Remove Duplicate Files On Remote Servers

Hello,
I wrote a basic script that works however I am was wondering if it could be sped up. I am comparing files over ssh to remove the file from the source server directory if a match occurs. Please Advise me on my mistakes.

#!/bin/bash

for file in `ls /export/home/podcast2/"$1" ` ; do

    if [ "`ssh server1.stm ls /export/home/podcast/data2/$1/$file`" = "/export/home/podcast/data2/$1/$file" ]
        then

         rm -f /export/home/podcast2/$1/$file


    fi
done

I would execute the script as.

Prompt>./shellscript.sh arg1

Thanks,

Jaysunn

You are connecting to the server for each file, this is slooooow; you should connect only one time. There are lots of ways of doing it, that's one:

ssh server ls remotedir | ( cd localdir && xargs -d"\n" rm )

Anyway, this whole idea is a bit weird. If this involves syncing files, rsync is the right tool.

Whoa,
This is exactly what I am looking for. I will have test it, but thanks for the reply.

Jaysunn

---------- Post updated at 09:38 AM ---------- Previous update was at 09:31 AM ----------

I have modified the script to work with my variables. However I am getting a xargs error.

I am on RHEL4 with bash.

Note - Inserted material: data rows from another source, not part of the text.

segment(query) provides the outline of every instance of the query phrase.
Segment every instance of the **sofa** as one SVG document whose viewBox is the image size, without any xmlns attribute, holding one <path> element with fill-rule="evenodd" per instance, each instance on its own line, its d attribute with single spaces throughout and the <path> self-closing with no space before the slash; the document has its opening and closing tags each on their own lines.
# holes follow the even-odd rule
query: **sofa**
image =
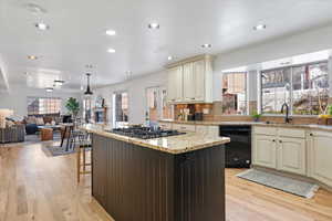
<svg viewBox="0 0 332 221">
<path fill-rule="evenodd" d="M 24 117 L 23 123 L 25 125 L 27 135 L 34 135 L 38 131 L 38 126 L 58 125 L 62 123 L 62 117 L 59 114 L 28 116 Z"/>
<path fill-rule="evenodd" d="M 12 125 L 0 128 L 0 144 L 24 141 L 24 125 Z"/>
</svg>

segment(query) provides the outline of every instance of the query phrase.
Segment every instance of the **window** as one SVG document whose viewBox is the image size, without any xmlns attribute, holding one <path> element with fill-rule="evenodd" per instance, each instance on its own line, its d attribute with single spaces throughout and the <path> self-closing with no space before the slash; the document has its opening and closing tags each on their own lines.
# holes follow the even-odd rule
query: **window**
<svg viewBox="0 0 332 221">
<path fill-rule="evenodd" d="M 247 73 L 224 73 L 222 75 L 222 114 L 246 115 Z"/>
<path fill-rule="evenodd" d="M 28 97 L 28 115 L 58 114 L 61 102 L 61 98 L 54 97 Z"/>
<path fill-rule="evenodd" d="M 291 69 L 261 72 L 261 107 L 263 114 L 280 113 L 283 103 L 290 103 Z"/>
<path fill-rule="evenodd" d="M 293 115 L 319 115 L 329 99 L 328 62 L 261 72 L 263 114 L 280 114 L 287 103 Z"/>
</svg>

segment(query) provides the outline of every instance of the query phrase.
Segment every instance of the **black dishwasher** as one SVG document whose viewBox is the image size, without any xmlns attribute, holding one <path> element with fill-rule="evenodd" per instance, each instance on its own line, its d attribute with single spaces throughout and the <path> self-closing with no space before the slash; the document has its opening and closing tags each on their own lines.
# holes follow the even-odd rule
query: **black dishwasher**
<svg viewBox="0 0 332 221">
<path fill-rule="evenodd" d="M 220 125 L 219 135 L 229 137 L 226 145 L 226 168 L 249 168 L 251 164 L 251 126 Z"/>
</svg>

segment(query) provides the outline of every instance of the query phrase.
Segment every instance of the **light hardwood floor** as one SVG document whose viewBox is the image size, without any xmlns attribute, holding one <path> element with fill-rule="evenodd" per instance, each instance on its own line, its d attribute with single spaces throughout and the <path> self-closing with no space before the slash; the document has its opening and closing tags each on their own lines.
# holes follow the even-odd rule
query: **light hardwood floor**
<svg viewBox="0 0 332 221">
<path fill-rule="evenodd" d="M 91 177 L 76 185 L 75 155 L 48 157 L 41 144 L 0 147 L 0 221 L 111 221 L 91 197 Z M 332 193 L 303 199 L 226 170 L 227 221 L 331 221 Z"/>
</svg>

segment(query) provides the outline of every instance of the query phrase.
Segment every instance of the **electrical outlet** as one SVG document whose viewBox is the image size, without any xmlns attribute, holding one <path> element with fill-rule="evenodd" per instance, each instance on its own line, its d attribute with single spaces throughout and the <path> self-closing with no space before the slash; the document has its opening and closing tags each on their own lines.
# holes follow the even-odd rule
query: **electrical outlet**
<svg viewBox="0 0 332 221">
<path fill-rule="evenodd" d="M 208 108 L 203 108 L 203 114 L 209 114 L 210 110 Z"/>
</svg>

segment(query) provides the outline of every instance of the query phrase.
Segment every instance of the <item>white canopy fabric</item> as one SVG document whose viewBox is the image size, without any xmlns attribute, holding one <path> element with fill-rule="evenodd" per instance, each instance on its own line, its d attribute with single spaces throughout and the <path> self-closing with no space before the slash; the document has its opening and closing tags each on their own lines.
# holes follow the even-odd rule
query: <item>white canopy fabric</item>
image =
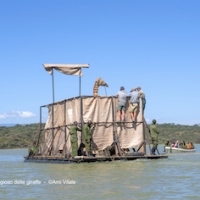
<svg viewBox="0 0 200 200">
<path fill-rule="evenodd" d="M 67 75 L 82 76 L 81 68 L 89 68 L 89 64 L 43 64 L 45 70 L 52 74 L 53 69 Z"/>
<path fill-rule="evenodd" d="M 64 150 L 67 154 L 71 152 L 71 142 L 69 129 L 74 121 L 80 122 L 81 105 L 83 109 L 84 123 L 88 119 L 96 123 L 92 133 L 92 149 L 94 151 L 102 151 L 106 147 L 111 146 L 114 142 L 113 133 L 116 133 L 121 148 L 138 148 L 144 141 L 144 124 L 142 112 L 142 100 L 140 98 L 139 113 L 137 115 L 136 127 L 132 127 L 132 120 L 128 111 L 125 114 L 126 127 L 117 126 L 114 121 L 117 120 L 117 105 L 118 99 L 116 96 L 98 97 L 93 96 L 73 98 L 67 101 L 58 102 L 54 106 L 49 106 L 49 116 L 45 125 L 45 138 L 41 142 L 43 155 L 49 154 L 49 149 L 52 149 L 51 155 L 57 155 L 59 150 Z M 130 100 L 127 99 L 126 108 L 128 110 Z M 52 115 L 53 113 L 53 115 Z M 113 115 L 114 114 L 114 115 Z M 52 137 L 52 120 L 54 116 L 54 137 Z M 114 120 L 114 121 L 113 121 Z M 67 126 L 66 137 L 65 128 Z M 81 143 L 81 132 L 77 132 L 78 143 Z M 66 143 L 66 144 L 65 144 Z M 53 146 L 51 148 L 51 146 Z M 142 150 L 141 150 L 142 151 Z"/>
</svg>

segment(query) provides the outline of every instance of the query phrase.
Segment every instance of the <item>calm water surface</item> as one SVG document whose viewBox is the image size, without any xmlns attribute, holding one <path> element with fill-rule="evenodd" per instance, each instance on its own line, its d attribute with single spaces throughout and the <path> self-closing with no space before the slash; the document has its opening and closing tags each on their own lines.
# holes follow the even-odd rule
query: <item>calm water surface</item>
<svg viewBox="0 0 200 200">
<path fill-rule="evenodd" d="M 0 199 L 199 200 L 195 147 L 167 159 L 82 164 L 26 163 L 27 149 L 0 150 Z"/>
</svg>

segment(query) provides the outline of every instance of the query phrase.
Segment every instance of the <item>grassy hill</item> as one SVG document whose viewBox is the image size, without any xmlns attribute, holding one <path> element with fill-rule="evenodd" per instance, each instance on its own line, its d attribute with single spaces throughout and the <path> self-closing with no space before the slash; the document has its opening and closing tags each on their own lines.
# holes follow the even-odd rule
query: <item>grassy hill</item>
<svg viewBox="0 0 200 200">
<path fill-rule="evenodd" d="M 160 144 L 164 144 L 166 140 L 175 141 L 177 139 L 195 144 L 200 143 L 199 125 L 158 124 L 158 128 Z M 37 140 L 38 132 L 39 124 L 0 126 L 0 149 L 27 148 L 33 140 Z"/>
</svg>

I checked the man page and did not see the -d option.

#!/bin/bash
server=podcast01.stm


ssh $server ls /export/home/podcast/data2/"$1" | ( cd /export/home/podcast2/"$1" && xargs -d"\n" echo rm -f)
[root@podcast2 bin]# ./remove_dups.sh kmox
xargs: invalid option -- d
Usage: xargs [-0prtx] [-E eof-str] [-e[eof-str]] [-I replace-str]
       [-i[replace-str]] [-L max-lines] [-l[max-lines]] [-n max-args]
       [-s max-chars] [-P max-procs] [--null] [--eof[=eof-str]]
       [--replace[=replace-str]] [--max-lines[=max-lines]] [--interactive]
       [--max-chars=max-chars] [--verbose] [--exit] [--max-procs=max-procs]
       [--max-args=max-args] [--no-run-if-empty] [--version] [--help]
       [command [initial-arguments]]

Thanks

The -d option is used to set the delimiter between fields. If your xargs does not have this option, you can omit it; it will work fine except for filenames with spaces

That's understating the matter. It will not work properly for filenames with spaces, tabs, newlines, single quotes, and double quotes.

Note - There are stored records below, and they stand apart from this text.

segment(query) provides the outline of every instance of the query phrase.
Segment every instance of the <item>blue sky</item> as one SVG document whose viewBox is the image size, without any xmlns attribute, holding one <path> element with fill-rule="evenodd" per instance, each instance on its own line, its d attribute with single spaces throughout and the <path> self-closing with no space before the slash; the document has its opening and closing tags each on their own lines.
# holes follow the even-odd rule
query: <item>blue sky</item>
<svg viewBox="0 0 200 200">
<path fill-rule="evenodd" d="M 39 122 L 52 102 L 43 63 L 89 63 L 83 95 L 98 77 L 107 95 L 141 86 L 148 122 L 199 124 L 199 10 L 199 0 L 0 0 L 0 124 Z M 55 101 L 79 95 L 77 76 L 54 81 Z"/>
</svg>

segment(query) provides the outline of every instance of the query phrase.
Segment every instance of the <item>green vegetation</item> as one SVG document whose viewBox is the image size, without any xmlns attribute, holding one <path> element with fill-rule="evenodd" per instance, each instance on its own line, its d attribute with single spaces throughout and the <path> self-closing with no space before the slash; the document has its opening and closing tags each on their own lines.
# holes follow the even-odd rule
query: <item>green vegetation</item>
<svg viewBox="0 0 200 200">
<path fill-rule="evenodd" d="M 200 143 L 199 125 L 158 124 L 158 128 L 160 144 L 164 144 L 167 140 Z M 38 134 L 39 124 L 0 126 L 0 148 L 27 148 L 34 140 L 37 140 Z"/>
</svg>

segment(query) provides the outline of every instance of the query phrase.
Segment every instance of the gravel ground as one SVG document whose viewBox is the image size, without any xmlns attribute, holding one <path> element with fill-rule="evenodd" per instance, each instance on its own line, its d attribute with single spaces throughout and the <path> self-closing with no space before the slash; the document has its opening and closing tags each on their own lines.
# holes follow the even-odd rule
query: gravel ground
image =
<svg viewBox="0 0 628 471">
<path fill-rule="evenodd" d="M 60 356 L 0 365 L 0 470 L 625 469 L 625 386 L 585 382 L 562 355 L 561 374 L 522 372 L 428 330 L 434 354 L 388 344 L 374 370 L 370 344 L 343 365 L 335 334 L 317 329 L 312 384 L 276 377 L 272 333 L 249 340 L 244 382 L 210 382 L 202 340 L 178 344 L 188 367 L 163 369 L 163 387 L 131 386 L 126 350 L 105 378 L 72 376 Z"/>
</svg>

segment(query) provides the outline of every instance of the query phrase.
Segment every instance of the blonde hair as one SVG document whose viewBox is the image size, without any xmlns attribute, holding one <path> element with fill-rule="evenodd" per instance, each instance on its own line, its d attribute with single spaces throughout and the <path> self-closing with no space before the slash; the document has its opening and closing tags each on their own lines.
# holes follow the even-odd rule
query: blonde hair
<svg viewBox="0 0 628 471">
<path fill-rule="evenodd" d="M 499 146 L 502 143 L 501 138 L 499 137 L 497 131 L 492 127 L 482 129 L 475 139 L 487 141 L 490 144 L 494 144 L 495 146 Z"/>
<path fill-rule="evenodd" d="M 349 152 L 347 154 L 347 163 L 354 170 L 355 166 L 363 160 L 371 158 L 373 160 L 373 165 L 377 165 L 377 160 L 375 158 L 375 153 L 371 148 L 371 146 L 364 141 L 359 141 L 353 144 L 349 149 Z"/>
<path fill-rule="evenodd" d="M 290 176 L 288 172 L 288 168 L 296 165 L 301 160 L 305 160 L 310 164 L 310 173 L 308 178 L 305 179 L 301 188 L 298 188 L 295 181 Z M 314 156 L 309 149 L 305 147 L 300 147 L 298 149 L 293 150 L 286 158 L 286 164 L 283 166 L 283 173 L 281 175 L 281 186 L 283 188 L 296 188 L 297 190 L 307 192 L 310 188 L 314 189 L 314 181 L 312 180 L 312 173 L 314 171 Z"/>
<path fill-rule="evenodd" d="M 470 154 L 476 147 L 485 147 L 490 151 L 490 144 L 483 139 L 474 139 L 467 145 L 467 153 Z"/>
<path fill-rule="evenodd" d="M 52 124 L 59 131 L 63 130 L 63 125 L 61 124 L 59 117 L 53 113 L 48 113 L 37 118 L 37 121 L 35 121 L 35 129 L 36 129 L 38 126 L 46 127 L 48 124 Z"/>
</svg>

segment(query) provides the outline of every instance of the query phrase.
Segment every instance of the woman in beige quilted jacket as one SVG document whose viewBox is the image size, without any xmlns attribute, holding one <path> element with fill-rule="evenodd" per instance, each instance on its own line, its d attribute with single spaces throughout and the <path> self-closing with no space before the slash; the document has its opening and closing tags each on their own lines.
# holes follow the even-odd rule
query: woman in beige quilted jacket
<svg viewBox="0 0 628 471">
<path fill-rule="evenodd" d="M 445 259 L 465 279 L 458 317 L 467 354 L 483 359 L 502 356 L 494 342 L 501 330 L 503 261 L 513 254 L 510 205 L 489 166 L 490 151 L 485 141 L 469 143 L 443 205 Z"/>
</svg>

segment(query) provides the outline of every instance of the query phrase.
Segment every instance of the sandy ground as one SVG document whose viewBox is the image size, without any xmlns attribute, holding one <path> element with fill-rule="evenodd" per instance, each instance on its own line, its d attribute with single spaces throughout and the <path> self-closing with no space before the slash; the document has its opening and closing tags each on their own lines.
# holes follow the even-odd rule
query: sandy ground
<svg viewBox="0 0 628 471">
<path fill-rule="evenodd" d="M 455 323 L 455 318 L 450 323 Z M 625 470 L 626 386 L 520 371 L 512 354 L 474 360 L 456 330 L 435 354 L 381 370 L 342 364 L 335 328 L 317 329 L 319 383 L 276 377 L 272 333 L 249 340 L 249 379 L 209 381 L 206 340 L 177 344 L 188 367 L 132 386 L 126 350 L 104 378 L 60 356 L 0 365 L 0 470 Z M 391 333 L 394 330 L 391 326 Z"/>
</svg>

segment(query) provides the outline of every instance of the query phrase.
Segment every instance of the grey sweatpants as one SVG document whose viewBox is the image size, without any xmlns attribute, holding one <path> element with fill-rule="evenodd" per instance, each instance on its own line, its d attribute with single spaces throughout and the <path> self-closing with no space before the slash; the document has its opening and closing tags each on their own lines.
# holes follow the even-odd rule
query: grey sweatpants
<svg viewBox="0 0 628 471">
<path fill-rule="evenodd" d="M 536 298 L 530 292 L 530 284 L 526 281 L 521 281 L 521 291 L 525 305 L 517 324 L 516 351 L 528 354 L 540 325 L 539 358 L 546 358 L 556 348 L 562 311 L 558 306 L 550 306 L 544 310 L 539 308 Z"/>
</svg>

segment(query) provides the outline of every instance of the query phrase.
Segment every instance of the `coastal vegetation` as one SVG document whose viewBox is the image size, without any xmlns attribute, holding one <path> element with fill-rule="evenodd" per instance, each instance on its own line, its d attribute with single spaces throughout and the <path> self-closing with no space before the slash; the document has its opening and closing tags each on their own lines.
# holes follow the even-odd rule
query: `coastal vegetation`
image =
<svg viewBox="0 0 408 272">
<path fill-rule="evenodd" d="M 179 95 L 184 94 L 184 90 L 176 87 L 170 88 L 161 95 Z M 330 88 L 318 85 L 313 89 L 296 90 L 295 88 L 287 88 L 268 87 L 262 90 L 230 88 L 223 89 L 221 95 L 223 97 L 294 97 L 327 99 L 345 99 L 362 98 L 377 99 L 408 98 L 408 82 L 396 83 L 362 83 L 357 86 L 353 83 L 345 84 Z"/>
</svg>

You can improve the robustness of the pipeline by passing the output of ssh through

tr '\n' '\0'

and using xargs' -0 option. This will render it impervious to any characters except embedded newlines in filenames (which I assume is very unlikely to occur unless someone has been drinking and admining). If you retool to use `find -print0`, then there'd be no need for the tr filtering and even embedded newlines would be handled properly.

Also, the rm command in the original post needs some quoting to prevent field splitting damage.

Regards,
Alister

Absolutely.

Actually, I have this tr command aliased (lineto0) but I didn't remember it.